Schon vor der Location kommen wir mit Bekannten von C.R.A.T. ins Gespräch. Überhaupt scheint jede Band ihre Fans und Bekannten mitgebracht zu haben, und so wird der Konzertraum später alles andere als leer sein. Erstaunlich, wenn man bedenkt, wie viele Konzertalternativen es heute geben würde.

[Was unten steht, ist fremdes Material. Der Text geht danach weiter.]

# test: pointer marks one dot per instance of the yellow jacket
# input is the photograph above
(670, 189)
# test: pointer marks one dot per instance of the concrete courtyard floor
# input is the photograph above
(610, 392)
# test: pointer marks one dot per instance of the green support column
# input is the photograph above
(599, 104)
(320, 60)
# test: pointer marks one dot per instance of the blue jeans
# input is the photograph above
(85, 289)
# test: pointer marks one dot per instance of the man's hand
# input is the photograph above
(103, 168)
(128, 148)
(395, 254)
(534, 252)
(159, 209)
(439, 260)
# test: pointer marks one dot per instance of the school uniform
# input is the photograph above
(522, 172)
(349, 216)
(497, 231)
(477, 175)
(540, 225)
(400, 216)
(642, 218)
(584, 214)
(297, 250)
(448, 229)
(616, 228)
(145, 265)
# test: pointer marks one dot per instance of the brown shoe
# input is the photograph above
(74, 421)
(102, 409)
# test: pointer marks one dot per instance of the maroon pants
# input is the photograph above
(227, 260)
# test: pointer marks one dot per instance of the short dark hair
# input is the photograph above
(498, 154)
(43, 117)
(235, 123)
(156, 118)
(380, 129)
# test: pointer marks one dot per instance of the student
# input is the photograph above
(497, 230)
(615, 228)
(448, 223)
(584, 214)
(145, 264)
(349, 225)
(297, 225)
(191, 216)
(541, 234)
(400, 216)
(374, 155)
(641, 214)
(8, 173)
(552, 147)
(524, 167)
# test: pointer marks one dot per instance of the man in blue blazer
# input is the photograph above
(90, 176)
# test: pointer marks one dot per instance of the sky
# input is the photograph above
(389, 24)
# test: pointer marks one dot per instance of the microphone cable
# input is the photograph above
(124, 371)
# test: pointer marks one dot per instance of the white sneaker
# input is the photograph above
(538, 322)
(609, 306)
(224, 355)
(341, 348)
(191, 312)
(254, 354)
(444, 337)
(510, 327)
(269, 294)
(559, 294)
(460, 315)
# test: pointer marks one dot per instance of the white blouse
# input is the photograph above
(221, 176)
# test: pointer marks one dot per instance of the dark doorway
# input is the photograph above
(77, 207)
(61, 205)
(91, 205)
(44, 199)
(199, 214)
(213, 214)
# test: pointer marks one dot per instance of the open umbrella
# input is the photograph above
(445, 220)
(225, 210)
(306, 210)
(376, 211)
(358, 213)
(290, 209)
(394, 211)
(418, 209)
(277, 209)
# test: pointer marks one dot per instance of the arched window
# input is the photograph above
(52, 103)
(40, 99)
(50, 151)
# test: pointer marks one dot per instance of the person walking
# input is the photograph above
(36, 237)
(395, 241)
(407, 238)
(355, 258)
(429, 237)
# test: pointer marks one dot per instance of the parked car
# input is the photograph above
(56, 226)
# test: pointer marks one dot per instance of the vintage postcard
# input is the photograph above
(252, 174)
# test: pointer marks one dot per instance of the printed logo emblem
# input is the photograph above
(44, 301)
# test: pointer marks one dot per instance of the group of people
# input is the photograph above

Für mich ist der heutige Abend gleichzeitig der erste Besuch im Brugger Piccadilly. Die bunt bemalte Fassade (u.a. mit ‘Brugglyn’-Bemalung und einem Schild des Londoner ‘Piccadilly Circus’) schreit förmlich nach Jugendkulturhaus. Nach der Sicherheits- und Ticketkontrolle geht es einen Stock runter, vorbei an der Sofa-Ecke, den Toiletten und dem Aussenbereich, rein in den Konzertraum.
Stone Hail
Als wir diesen Raum betreten, haben Stone Hail gerade begonnen, mit «Wrong Decision» einzuheizen. Dass die Bühne gleich beim Eingang steht, ist unerwartet, und so bleiben wir in der Nähe – etwas abseits vom Besucherstrom – stehen. Die Stützsäule gleich mittig vor der Bühne ist etwas gar unglücklich gewählt, jedoch ist diese Sichteinschränkung einem Dacheinsturz gegenüber zu bevorzugen. Nichtsdestotrotz beeinträchtigt der Pfosten die Sicht auf die Bühne etwas gar stark, und führt auch dazu, dass man je nach Positionierung und Bewegungsdrang der Musiker Teile der Bands fast gar nicht sieht.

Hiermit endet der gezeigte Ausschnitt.